So anyway, we had a look at the different spidery ones. It was glaringly obvious to me, perhaps because I wasn’t reading the actual words, that some of them were 19th-century handwriting merely gone spidery because the writer was old. Written at the end of the 19th century by friends of Antoinette’s, see? Older ladies who were now a bit shaky. Cassie claimed that she could tell that anyway from the content. Yeah, well. A few did seem to be much earlier, though. Yeah, okay, Cassie, possibly some of them were actually written down by the Lucas sisters or Ponsonby Sahib, but were we ever gonna prove that? Fortunately I didn’t say it.

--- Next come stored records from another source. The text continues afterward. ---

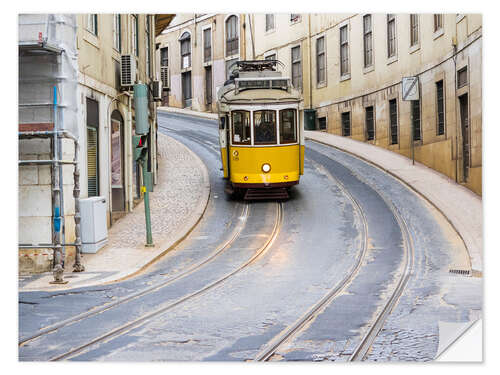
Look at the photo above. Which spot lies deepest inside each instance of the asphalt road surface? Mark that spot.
(354, 266)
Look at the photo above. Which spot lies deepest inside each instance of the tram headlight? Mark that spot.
(266, 168)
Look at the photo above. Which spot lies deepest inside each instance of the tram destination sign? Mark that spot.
(410, 88)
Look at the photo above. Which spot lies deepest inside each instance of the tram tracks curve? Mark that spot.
(122, 329)
(193, 268)
(377, 324)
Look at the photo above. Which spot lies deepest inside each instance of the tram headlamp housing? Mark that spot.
(266, 168)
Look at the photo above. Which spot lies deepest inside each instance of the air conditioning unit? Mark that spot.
(128, 70)
(164, 77)
(157, 91)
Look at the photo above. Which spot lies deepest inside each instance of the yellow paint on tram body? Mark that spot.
(285, 161)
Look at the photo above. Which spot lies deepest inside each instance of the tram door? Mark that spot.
(224, 143)
(464, 120)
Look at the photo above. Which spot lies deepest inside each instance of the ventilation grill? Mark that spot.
(128, 70)
(460, 272)
(164, 77)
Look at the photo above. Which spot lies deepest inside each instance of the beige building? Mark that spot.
(79, 56)
(350, 67)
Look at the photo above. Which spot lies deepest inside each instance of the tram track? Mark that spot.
(377, 324)
(122, 329)
(218, 251)
(270, 349)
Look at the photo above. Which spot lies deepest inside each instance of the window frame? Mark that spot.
(270, 22)
(443, 113)
(250, 125)
(391, 24)
(207, 29)
(344, 43)
(236, 38)
(276, 125)
(295, 120)
(417, 136)
(185, 39)
(414, 30)
(367, 34)
(342, 116)
(298, 62)
(135, 35)
(394, 126)
(92, 24)
(117, 32)
(373, 124)
(321, 55)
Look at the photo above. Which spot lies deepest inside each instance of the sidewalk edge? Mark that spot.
(184, 231)
(421, 194)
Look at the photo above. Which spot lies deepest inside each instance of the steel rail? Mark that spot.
(218, 251)
(366, 342)
(268, 351)
(146, 317)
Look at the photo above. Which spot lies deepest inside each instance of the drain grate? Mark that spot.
(460, 272)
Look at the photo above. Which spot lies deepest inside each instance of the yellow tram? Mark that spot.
(261, 131)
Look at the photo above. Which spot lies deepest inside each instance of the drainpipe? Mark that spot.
(310, 62)
(58, 269)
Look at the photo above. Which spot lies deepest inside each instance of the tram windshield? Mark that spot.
(241, 127)
(288, 127)
(264, 127)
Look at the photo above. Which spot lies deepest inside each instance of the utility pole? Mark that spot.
(141, 150)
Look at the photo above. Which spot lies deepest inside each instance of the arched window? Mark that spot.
(185, 41)
(232, 37)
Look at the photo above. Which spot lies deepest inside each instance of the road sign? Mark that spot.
(410, 88)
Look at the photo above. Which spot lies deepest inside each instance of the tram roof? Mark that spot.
(260, 96)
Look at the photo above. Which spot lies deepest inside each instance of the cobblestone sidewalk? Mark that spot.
(177, 203)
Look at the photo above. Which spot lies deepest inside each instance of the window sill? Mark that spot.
(437, 33)
(91, 39)
(368, 69)
(321, 85)
(414, 48)
(345, 77)
(392, 59)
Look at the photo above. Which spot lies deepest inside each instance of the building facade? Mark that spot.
(79, 56)
(349, 68)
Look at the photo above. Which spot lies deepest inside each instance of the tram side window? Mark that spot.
(264, 131)
(288, 127)
(241, 127)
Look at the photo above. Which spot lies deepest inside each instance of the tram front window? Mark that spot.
(241, 127)
(288, 127)
(264, 127)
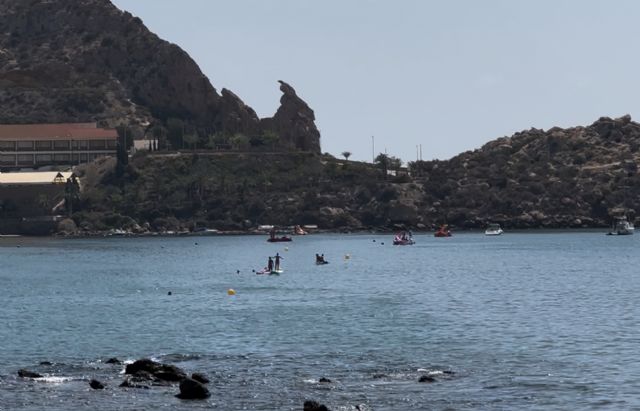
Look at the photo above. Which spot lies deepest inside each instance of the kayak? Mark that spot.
(403, 242)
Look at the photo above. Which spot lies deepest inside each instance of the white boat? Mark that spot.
(621, 226)
(493, 229)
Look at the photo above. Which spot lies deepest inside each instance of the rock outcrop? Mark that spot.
(294, 122)
(192, 390)
(86, 60)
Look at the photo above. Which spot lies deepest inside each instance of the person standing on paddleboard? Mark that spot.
(277, 261)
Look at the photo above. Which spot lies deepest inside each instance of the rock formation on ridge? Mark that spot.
(86, 60)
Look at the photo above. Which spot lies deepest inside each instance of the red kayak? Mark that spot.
(443, 231)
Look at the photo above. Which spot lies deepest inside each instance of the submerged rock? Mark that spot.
(201, 378)
(96, 385)
(192, 390)
(148, 369)
(426, 379)
(314, 406)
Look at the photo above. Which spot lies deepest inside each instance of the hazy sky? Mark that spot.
(449, 75)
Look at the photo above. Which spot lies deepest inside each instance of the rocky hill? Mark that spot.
(573, 177)
(559, 178)
(86, 60)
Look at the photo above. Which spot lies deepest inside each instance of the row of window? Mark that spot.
(31, 159)
(57, 145)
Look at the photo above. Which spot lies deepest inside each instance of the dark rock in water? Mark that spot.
(96, 385)
(28, 374)
(201, 378)
(171, 375)
(314, 406)
(426, 378)
(130, 383)
(157, 370)
(192, 390)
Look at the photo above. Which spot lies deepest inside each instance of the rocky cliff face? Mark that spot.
(294, 121)
(559, 178)
(573, 177)
(86, 60)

She was getting teary again, so I quickly looked up the database. Right, there were a few letters written by Ponsonby Sahib in the tin trunk. She got out the photocopies and burst into tears. Okay, the handwriting doesn’t match, just shoot me now.
Um, actually, on sober reflection—well, not literally, there was a bottle of shiraz in there, as a matter of fact—but it has sort of percolated to the surface of my mind that maybe Mr Thomas wrote some of those down for Antoinette. Hang on, he’d’ve been the same generation as her. Okay, black mark, Katy Widdop, his writing would’ve been more like Antoinette’s than the writing of the previous century. More shiraz needed...
Charles rings up angrily to ask “Where’s MUM?”—“Here, of course.”—“Do you know what the TIME is?” he screams. Aw. So it is. Well, heck, she is an adult! “We’ve been drinking shiraz.”—“Don’t you dare let her drive!” he screams. Who, me? When did either of my sisters ever listen to me? And she is an adult. (Don’t say it.) “No, okay, Charles. I think she’s asleep, anyway, sh’marrer uh fac’.” He rings off angrily with the threat: “I’m coming over first thing tomorrow!” Um, think he means today. Is there any cheese left? ...Bugger.
The morning: much later. Charles turns up in person. He will sort everything out and Uncle Don’s gonna help him, because us moos obviously aren’t coping. “You need to approach the content as well as the writing scientifically, Mum. Mum! Are you listening?’
Not on top of all that shiraz she’s not, no. Okay, he’s going to analyse and categorise and Aunty Katy will put some more fields in the database so as to— What? With this head? I mean, yeah, I can handle the software, no sweat, been using it since the old DOS days, the Windows version’s a piece of cake, but not when I can hardly see, boy: have a heart!
All right, Charles, I will a have a shower and then your mum can have one. Plenty of hot water? Uh? “Um, dunno, Charles, ’cos I only take one shower, ya see.”
Awards me a bitter glare. “You’re hopeless!” Marches outside to inspect the gas thingo.
Apparently it’s all right; at any rate I’m allowed to have a shower and as soon as Charles’s Mum’s had hers he will make some coffee and do these dishes (very grim). Good, let him: nobody’s done dishes for me in living memory, it’ll be a lovely change!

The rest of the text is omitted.